En segundo lugar, porque nuestro pasado está lleno de futuro como lo demuestra el recorrido histórico de las diversas propuestas de cambio educativo desde la Ilustración: el espíritu científico de Feijoo, la novedosa metodología de Sarmiento, el impulso administrativo de Campomanes, la reforma universitaria de Olavide, el proyecto integral de Jovellanos, la educación de las mujeres, de Josefa Amar, el racionalismo pedagógico de Cabarrús, la educación para la igualdad de Arroyal, la nueva pedagogía de Picornell, la conciencia instructiva de Blanco White, la armonía vital de Sanz del Río, la emancipación femenina de Arenal, la enseñanza libre de Giner, la regeneración metodológica de Costa, la universalidad punzante de Clarín, la moderna escuela de Ferrer Guardia, las Misiones Pedagógicas de Cossío, la enseñanza emocional de Posada, la moral educativa de Sela, o la europeización intelectual de Jiménez Fraud y tantos otros que no caben en este modesto ensayo pero que figuran en el abierto hueco de la historia.

Afirmar que no hubo Ilustración en España sino ilustrados, está lejos de ser un juicio negativo porque significa que hubo ilustrados a pesar de no haber habido Ilustración, es decir, figuras relevantes que imaginaron otro país y consiguieron empujar el carro de la Historia de España plasmando sus proyectos en hechos: las Sociedades Económicas de Amigos del País, la Institución Libre de Enseñanza, o la Residencia de Estudiantes.

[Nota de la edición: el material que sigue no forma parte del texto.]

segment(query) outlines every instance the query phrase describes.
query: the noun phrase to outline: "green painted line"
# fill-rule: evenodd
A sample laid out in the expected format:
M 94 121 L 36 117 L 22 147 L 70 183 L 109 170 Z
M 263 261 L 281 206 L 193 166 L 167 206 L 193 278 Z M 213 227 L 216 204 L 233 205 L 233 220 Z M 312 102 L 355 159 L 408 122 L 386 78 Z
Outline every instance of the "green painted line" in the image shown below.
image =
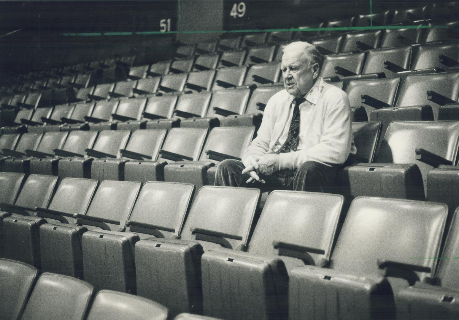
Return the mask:
M 138 32 L 106 32 L 104 35 L 130 35 L 132 34 L 173 34 L 176 33 L 237 33 L 247 32 L 271 32 L 279 31 L 350 31 L 352 30 L 383 30 L 385 29 L 445 29 L 448 26 L 374 26 L 369 27 L 345 27 L 330 28 L 291 28 L 290 29 L 249 29 L 230 30 L 193 30 L 183 31 L 139 31 Z M 99 32 L 83 33 L 61 33 L 63 36 L 100 36 Z
M 132 32 L 104 32 L 104 36 L 129 36 L 132 34 Z

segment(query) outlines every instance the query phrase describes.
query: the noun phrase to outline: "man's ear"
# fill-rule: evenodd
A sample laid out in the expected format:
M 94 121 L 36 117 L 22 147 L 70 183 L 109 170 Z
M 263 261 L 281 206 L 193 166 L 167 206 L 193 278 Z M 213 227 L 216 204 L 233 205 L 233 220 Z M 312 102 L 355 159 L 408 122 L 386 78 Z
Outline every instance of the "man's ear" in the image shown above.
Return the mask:
M 313 79 L 315 79 L 319 77 L 319 64 L 314 63 L 313 65 Z

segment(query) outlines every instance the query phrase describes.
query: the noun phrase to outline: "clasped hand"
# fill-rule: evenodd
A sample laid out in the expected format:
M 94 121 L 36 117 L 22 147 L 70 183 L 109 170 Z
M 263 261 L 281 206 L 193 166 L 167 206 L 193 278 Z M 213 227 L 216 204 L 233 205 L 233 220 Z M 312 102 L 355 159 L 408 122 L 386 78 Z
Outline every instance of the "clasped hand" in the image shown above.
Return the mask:
M 246 168 L 242 170 L 242 174 L 248 174 L 250 177 L 247 183 L 258 181 L 262 183 L 265 181 L 260 179 L 260 175 L 268 176 L 277 172 L 279 168 L 279 155 L 274 154 L 258 155 L 252 154 L 244 160 L 243 164 Z

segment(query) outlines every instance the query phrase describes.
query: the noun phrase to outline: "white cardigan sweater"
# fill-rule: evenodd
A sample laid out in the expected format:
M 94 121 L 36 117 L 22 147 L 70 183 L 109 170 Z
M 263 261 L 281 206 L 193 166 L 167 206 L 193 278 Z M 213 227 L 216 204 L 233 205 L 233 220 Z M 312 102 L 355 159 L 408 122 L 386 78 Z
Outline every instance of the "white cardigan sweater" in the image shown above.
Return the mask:
M 321 78 L 318 82 L 305 97 L 307 107 L 311 109 L 308 110 L 307 121 L 301 118 L 298 150 L 280 154 L 281 171 L 294 171 L 307 161 L 329 166 L 342 164 L 350 153 L 356 152 L 347 94 Z M 273 149 L 279 149 L 279 138 L 286 126 L 288 130 L 291 121 L 293 99 L 285 89 L 271 97 L 265 108 L 257 136 L 247 148 L 243 159 L 251 154 L 273 153 Z

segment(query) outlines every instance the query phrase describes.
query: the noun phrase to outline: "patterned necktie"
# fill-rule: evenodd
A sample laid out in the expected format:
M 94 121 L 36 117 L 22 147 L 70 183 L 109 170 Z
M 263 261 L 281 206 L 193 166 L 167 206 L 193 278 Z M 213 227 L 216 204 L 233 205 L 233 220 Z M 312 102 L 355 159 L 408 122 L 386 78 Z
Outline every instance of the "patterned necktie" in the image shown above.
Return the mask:
M 298 147 L 298 134 L 300 133 L 300 105 L 306 99 L 304 98 L 298 98 L 294 100 L 295 107 L 293 108 L 293 115 L 291 117 L 287 139 L 279 149 L 276 151 L 277 154 L 296 151 Z

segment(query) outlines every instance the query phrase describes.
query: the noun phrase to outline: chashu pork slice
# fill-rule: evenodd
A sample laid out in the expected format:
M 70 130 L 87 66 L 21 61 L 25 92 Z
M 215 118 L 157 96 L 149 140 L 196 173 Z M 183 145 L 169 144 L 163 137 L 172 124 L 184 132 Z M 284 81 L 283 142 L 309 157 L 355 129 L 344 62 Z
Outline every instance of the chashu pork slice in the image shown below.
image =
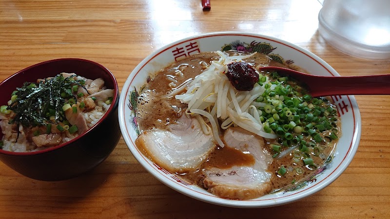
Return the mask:
M 136 144 L 156 164 L 171 173 L 195 170 L 215 146 L 213 135 L 205 134 L 199 122 L 186 115 L 167 129 L 144 131 Z
M 272 157 L 264 149 L 263 138 L 240 127 L 230 128 L 223 138 L 225 147 L 250 153 L 254 163 L 248 166 L 206 168 L 203 170 L 204 187 L 214 195 L 230 199 L 252 199 L 269 193 L 271 174 L 267 169 Z

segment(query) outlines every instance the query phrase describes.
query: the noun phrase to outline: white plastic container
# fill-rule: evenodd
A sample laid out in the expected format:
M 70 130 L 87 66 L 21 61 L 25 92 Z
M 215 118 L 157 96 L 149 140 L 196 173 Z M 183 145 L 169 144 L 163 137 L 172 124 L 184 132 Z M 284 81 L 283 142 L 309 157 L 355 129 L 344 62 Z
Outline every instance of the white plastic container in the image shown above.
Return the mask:
M 325 0 L 318 31 L 329 43 L 351 55 L 390 58 L 390 0 Z

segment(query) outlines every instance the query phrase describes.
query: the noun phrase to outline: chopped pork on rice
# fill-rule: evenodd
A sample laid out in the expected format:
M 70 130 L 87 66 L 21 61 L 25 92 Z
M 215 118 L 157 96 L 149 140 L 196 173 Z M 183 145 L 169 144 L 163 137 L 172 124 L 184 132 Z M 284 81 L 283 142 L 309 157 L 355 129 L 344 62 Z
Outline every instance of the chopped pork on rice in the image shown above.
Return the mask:
M 74 73 L 25 83 L 13 93 L 8 106 L 1 107 L 0 147 L 23 152 L 68 142 L 101 118 L 113 96 L 114 90 L 104 86 L 103 79 L 91 80 Z

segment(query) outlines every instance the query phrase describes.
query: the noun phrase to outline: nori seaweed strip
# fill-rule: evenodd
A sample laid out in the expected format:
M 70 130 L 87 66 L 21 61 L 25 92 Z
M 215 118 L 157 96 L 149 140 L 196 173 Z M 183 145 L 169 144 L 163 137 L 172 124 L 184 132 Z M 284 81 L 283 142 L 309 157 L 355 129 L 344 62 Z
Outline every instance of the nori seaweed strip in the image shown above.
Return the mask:
M 17 99 L 10 104 L 9 109 L 16 114 L 9 123 L 16 123 L 18 126 L 17 142 L 20 134 L 20 124 L 25 127 L 31 127 L 53 123 L 50 119 L 50 117 L 53 115 L 50 111 L 53 110 L 55 110 L 55 123 L 66 119 L 62 113 L 62 106 L 69 97 L 61 97 L 61 91 L 68 97 L 73 96 L 76 101 L 77 98 L 72 91 L 72 85 L 81 87 L 90 94 L 80 83 L 81 80 L 73 79 L 77 76 L 73 74 L 64 78 L 62 74 L 59 74 L 50 79 L 45 78 L 39 83 L 25 82 L 21 88 L 16 89 Z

Hubo además un desarrollo legislativo que combinó avances y retrocesos, pero cuyo resultado final, a nuestro juicio, fue netamente positivo porque logró retroalimentarse socialmente. Nadie puede negar que este país ha pasado de tener una tasa de analfabetismo del 75% en 1870 hasta el 1,7% actual como tampoco se puede negar que aún le queda un largo camino en pos de la Ilustración por construir en su significación más completa.

Este es el objetivo del presente ensayo que toma el término «Ilustración» como sinónimo de educación y la palabra «pendiente» en su sentido de futuro con el fin de analizar la imbricación del término en las instituciones, los autores y las leyes a lo largo del periodo que va desde mediados del siglo XVIII hasta la Guerra Civil española.